Two of the few exceptions are government documents from the governors general of Taiwan and Korea, which have been preserved in exceptionally good conditions (Kato, 2002). The former includes administrative documents depicting public organisations in pre-war Japan. Unlike most official Japanese documents, this collection has been published as image data and partially digitised in text format (Higashiyama, 2017).

The goal of this study is to develop a tool for visually grasping an overview of the enormous amounts of administrative documents of Taiwan. Moreover, it is also the aim of this study to investigate the usefulness of digitally archived text data of official documents for historical and social studies. For this purpose, an automatic KML data construction application for GIS visualisation systems has been developed.

Target contents

This study examines data from the ‘Catalog Database of the Government-General of Taiwan’s Administrative Documents’ (ISSCU, 2015), a database outlining the documents found in the ‘Catalog of the Government-General of Taiwan’s Administrative Documents’ (台湾総督府文書目録, CCCADGT, 1994). These text data include the titles of official documents from 1895 to 1914.

In addition to the catalogue documents, three types of datasets were created for automatic KML data construction. The first is a dictionary for old and historical words used in the target documents. The second is a word category for historical topics (Murai and Kawashima, 2018), and the third is a dataset for old place names and positions in Taiwan.

The dictionary for old and historical words in the Catalog Database of the Government-General of Taiwan’s Administrative Documents includes 136 words related to places and 61 historical or cultural words. These words were added to a normal Japanese dictionary for morphological analysis, and the texts were divided into words. The word category for historical topics includes 785 words from 26 topics (see Table 1). This category was utilised for detecting topics within each official document title (Murai and Kawashima, 2018).

The dataset for old place names in Taiwan includes 274 pairs (see Table 2) of place names and geographic information (latitude and longitude).

Table 1. Number of words in topic categories

Topic categoryNumber of wordsTopic categoryNumber of words
Personnel shift119Monopoly16
Publicity29Establishment and closure13
Office work20Disaster and welfare22
Permission8Mining and engineering12
Hygiene91Rebellion and indigenous22
Economy and tax36Agriculture33
Police16Imperial family and rituals28

Table 2. Number of place name and global positions

AreaNumber of place namesAreaNumber of place names
台北 (Taipei)32南投 (Nantou)11
台中 (Taichung)26雲林 (Yunlin)15
台南 (Tainan)29嘉義 (Chiayi)18
桃園 (Taoyuan)7屏東 (Pingtung)16
高雄 (Kaohsiung)30宜蘭 (Yilan)9
基隆 (Keelung)3花蓮 (Hualien)10
新竹 (Hsinchu)8台東 (Taitung)15
苗栗 (Miaoli)13澎湖 (Wuhu)7
彰化 (Changhua)25

These names were extracted manually from the ‘Catalog of the Government-General of Taiwan’s Administrative Documents’.

KML construction

The method for extracting topics and geographic information based on the three types of databases is depicted in Figure 1. Moreover, the target titles of official documents also contain chronological information since official documents include promulgation dates. Therefore, the extracted topic categories and geographical information with chronological information were combined into the KML data format. As a result, users can visually recognise chronological and spatial shifts in historical topics by utilising the GIS application (Figure 2).

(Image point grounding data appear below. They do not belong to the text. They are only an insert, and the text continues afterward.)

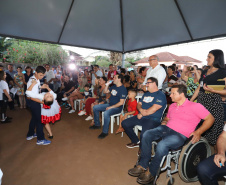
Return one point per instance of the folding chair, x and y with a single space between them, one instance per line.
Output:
114 116
139 128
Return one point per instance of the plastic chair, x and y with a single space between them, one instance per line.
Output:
113 117
78 102
139 128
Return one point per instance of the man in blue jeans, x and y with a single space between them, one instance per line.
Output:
177 126
212 168
116 101
150 107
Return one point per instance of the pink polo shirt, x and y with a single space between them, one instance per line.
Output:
185 118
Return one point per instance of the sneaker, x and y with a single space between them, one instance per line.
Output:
31 137
81 112
89 118
65 99
6 121
43 142
102 136
71 111
67 107
133 145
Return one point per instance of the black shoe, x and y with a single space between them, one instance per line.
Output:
94 127
6 121
102 135
50 137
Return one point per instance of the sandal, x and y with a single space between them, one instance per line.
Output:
120 130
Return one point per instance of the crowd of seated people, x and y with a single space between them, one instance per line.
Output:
116 91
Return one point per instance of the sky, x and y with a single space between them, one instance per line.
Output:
198 50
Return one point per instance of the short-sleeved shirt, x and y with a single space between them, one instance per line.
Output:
158 72
11 73
149 99
212 78
111 75
132 106
117 93
3 85
68 86
184 119
87 94
49 75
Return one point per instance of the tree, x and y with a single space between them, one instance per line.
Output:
22 51
102 61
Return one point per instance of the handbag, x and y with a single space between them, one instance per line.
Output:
5 98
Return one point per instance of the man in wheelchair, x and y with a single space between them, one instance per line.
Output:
179 124
212 168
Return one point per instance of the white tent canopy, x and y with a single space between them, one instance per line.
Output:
113 25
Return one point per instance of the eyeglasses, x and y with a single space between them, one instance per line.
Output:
149 83
151 59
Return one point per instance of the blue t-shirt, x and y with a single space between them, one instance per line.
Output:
117 93
87 94
149 99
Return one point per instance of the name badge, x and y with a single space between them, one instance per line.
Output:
114 92
148 99
201 84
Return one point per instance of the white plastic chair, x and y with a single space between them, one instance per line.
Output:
138 97
139 128
1 175
112 119
78 102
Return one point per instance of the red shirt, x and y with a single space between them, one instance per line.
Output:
132 106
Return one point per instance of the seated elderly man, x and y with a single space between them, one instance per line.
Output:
180 123
212 168
150 107
116 101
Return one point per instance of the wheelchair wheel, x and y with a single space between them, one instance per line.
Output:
190 157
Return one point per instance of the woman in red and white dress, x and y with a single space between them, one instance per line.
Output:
51 111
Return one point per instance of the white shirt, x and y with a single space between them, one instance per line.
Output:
39 96
36 87
49 75
158 72
98 73
3 85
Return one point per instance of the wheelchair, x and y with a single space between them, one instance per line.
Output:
185 160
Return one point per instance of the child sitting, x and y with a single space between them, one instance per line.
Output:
87 94
131 108
51 110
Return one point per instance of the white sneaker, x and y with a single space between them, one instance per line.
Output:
71 111
82 112
89 118
65 99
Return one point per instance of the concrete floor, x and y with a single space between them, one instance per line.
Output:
75 157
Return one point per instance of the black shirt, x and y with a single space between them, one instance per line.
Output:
212 78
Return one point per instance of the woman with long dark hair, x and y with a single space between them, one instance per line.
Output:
210 96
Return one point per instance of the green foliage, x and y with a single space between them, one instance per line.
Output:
21 51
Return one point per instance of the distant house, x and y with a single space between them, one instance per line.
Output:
168 59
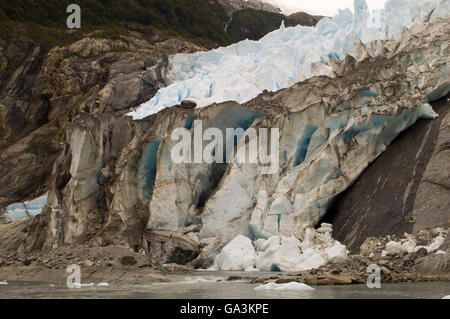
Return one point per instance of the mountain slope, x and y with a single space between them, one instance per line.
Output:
253 24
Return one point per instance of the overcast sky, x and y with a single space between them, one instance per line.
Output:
322 7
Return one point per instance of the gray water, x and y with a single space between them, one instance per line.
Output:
202 285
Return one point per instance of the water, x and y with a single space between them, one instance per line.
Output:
202 285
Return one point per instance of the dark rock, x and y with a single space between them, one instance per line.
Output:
374 205
422 252
128 260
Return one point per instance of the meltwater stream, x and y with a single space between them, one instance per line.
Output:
213 285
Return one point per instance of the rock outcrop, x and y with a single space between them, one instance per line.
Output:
405 190
43 92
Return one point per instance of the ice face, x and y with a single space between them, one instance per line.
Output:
243 70
22 211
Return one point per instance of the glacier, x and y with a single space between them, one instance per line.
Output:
27 209
286 56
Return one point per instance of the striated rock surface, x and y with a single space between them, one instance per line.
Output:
43 92
404 190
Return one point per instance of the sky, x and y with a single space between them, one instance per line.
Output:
321 7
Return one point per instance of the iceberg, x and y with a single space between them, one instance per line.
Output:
280 253
239 254
241 71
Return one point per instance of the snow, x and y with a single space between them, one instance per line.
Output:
283 57
292 286
281 253
18 212
336 253
239 254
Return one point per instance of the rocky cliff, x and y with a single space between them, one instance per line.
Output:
42 92
122 187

Fig. 1: Method for extracting topics and geographic information
Fig. 2: Example of extracted KML on Google Earth

Conclusions and future work

The datasets including the topic word categories and place names enable the extraction of chronological and spatial characteristics for historical documents. Moreover, KML data enable users to visually recognise the geographical characteristics as well as the chronological and spatial shifts in historical topics.

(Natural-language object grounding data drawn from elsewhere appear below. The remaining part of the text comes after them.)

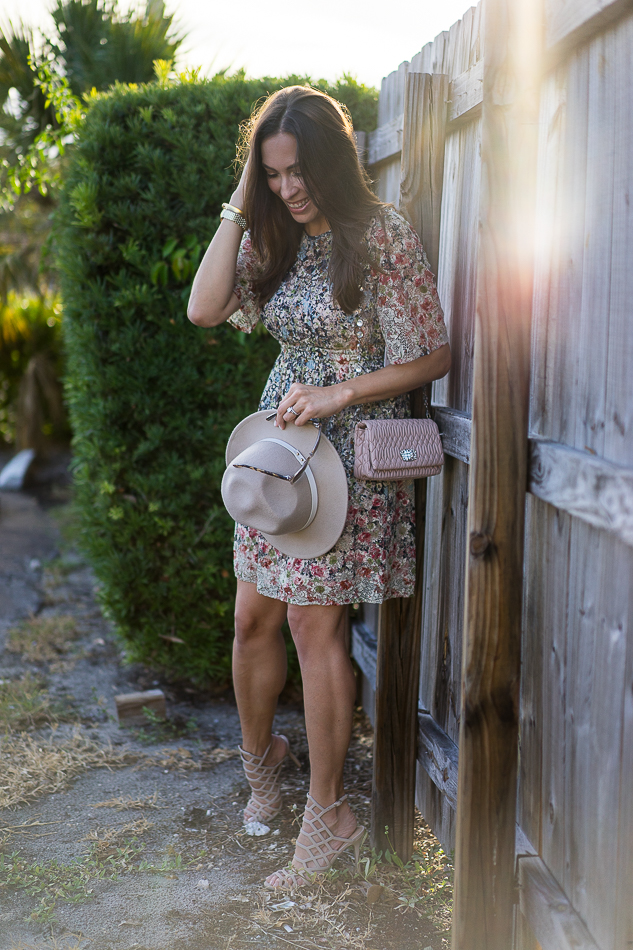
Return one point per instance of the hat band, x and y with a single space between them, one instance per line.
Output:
314 494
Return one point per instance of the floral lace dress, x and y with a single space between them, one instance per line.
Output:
400 317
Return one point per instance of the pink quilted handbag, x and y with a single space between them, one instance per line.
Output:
388 449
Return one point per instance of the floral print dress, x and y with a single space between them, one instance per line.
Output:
399 319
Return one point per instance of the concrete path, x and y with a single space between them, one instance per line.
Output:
148 851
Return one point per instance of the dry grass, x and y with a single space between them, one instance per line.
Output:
182 760
105 839
31 766
25 703
43 639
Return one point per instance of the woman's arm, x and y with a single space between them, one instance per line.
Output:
212 300
316 402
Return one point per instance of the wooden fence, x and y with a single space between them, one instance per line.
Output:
507 142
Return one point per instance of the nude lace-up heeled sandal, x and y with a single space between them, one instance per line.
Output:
322 849
265 800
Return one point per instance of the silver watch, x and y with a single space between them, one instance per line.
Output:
232 215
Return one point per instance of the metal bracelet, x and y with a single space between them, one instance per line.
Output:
231 215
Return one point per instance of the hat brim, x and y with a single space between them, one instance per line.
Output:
323 533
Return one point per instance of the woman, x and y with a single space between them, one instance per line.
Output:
341 280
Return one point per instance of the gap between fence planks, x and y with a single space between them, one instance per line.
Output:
486 810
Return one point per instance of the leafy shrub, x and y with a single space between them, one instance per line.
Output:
30 340
152 398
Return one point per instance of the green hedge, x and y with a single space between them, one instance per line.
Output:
152 398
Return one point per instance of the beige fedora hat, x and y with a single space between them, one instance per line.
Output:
303 514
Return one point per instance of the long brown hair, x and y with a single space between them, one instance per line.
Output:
333 178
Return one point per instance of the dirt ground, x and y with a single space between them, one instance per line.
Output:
131 839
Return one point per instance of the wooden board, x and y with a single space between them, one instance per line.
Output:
618 437
571 22
386 141
466 93
422 162
584 485
486 814
455 428
457 266
438 756
554 921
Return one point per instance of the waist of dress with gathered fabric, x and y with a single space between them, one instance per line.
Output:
356 352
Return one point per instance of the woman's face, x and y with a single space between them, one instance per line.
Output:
279 158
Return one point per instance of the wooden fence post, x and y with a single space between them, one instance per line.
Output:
488 747
398 651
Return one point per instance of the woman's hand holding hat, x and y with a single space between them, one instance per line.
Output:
303 403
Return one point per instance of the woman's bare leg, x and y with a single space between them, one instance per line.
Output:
329 689
259 667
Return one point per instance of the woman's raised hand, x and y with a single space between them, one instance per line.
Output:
238 196
309 402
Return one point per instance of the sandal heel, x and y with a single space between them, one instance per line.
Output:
320 850
264 780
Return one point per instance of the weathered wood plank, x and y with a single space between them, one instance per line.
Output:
385 142
590 488
466 93
455 428
438 756
549 324
457 268
364 645
397 682
601 573
571 22
486 814
551 916
618 445
422 162
623 931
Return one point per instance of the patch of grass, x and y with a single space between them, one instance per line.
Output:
104 839
24 703
33 766
53 882
43 639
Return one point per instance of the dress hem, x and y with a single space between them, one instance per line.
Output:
346 597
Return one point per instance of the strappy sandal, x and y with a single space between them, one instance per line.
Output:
265 800
321 853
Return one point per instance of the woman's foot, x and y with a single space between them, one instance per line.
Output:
262 774
325 833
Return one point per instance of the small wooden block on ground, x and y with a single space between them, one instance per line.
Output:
130 706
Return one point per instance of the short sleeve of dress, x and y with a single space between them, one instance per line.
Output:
247 317
407 303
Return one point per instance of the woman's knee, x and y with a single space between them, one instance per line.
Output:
314 632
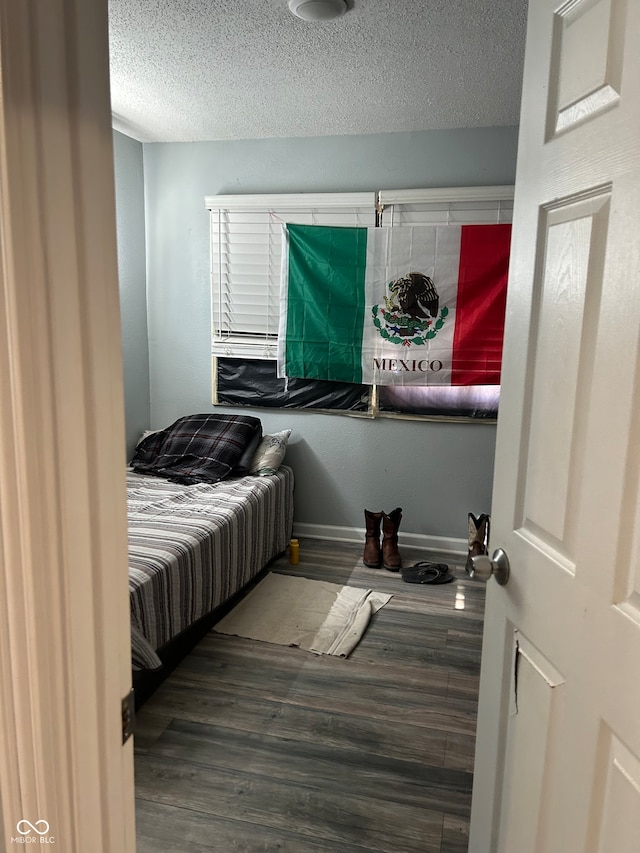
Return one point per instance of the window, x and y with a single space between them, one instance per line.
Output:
246 237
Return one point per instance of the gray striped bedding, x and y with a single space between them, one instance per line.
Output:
191 547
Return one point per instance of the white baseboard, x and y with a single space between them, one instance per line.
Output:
419 541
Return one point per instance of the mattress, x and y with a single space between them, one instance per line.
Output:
191 547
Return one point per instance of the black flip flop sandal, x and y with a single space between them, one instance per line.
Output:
427 573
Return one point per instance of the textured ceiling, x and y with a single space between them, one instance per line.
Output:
187 70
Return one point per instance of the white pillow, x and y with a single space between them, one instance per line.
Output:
270 453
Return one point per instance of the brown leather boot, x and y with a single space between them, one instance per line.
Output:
372 556
478 537
390 556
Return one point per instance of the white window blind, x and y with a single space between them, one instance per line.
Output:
447 206
246 240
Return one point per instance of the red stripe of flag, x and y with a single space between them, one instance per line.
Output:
480 304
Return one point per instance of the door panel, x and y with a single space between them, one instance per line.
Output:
558 770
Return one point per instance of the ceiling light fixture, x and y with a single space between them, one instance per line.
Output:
317 10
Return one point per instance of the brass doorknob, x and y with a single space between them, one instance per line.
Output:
483 567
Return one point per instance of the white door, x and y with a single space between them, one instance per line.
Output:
558 750
66 779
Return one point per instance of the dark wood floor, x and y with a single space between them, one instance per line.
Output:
254 747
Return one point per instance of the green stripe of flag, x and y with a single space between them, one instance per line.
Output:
326 301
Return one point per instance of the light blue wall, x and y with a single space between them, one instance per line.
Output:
437 472
129 182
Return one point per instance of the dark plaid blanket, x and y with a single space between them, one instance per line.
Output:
196 448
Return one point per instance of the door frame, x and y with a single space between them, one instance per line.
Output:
64 611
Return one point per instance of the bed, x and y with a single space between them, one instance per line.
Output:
209 506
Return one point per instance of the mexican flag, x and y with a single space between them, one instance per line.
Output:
420 305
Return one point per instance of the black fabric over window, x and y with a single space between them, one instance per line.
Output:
253 382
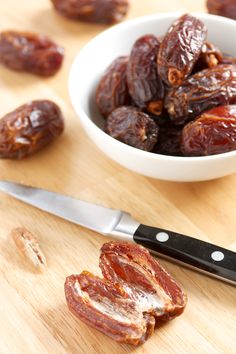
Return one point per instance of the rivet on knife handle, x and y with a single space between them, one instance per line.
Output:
215 260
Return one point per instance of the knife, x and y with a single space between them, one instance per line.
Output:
188 251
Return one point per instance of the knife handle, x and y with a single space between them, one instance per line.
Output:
189 251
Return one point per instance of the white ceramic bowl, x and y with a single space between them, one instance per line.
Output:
90 64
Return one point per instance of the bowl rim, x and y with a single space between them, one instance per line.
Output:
85 119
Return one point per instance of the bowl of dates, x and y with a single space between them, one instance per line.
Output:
157 94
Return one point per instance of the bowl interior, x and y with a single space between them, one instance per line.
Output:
97 55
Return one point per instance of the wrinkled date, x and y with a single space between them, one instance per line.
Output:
29 128
112 91
180 49
135 293
226 8
99 11
210 56
145 86
214 132
30 52
132 127
204 90
169 140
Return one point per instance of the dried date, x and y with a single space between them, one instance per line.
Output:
28 246
144 83
180 49
99 11
24 51
135 293
210 56
112 91
226 8
214 132
132 127
169 140
29 128
202 91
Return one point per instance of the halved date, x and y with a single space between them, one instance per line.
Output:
180 49
24 51
202 91
150 286
29 128
214 132
132 127
226 8
144 83
99 11
112 91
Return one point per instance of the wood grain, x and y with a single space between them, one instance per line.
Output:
33 312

Although there are various limitations to a catalogue-only analysis, the Catalog of the Government-General of Taiwan demonstrated the utility of this dataset.

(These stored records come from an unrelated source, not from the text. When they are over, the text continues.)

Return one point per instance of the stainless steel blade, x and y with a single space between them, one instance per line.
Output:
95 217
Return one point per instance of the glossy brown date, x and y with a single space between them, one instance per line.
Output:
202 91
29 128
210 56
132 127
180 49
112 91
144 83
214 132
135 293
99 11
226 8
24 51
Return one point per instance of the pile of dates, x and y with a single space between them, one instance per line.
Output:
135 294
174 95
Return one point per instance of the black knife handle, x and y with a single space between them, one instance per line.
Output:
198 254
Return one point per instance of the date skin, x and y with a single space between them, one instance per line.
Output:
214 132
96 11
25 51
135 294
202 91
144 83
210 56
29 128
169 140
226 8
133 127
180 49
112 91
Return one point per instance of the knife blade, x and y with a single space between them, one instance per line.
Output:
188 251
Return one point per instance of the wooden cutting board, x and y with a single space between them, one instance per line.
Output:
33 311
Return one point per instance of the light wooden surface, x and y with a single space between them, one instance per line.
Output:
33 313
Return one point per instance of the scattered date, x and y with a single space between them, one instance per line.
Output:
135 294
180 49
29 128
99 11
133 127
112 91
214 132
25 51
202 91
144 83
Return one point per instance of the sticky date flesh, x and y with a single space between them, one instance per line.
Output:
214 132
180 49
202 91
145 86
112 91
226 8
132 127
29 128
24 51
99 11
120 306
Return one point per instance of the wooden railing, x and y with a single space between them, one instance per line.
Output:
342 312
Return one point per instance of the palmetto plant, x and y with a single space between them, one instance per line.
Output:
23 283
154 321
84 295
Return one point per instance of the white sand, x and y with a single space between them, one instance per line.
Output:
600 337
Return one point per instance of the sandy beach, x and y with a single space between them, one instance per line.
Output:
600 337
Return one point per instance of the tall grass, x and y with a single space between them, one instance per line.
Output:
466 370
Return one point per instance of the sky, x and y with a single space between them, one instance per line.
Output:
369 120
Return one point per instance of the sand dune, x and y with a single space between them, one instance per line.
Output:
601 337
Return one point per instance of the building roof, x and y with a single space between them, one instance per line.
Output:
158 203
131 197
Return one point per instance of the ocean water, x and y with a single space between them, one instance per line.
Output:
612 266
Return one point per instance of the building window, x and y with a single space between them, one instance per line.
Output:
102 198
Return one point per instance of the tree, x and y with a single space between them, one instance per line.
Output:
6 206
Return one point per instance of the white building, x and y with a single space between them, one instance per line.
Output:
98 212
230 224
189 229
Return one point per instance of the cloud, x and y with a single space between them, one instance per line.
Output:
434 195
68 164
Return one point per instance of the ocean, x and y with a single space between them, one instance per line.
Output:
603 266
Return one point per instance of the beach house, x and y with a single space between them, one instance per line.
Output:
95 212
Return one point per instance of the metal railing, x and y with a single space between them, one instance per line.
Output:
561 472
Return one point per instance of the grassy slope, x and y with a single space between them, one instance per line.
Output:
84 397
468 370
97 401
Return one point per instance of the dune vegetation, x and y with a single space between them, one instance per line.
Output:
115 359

One of possible future works may be utilization of named entity recognition based on natural language processing techniques. However, the accuracy is not enough at this stage, therefore, it is necessary to wait for future development of these field.

If appropriate datasets of old place names, geographical information, and words that indicate historical topics are constructed, this method and software would be applicable for other historical documents. Also there are other valuable data formats for GIS, it may be useful to support multiple formats for generalization.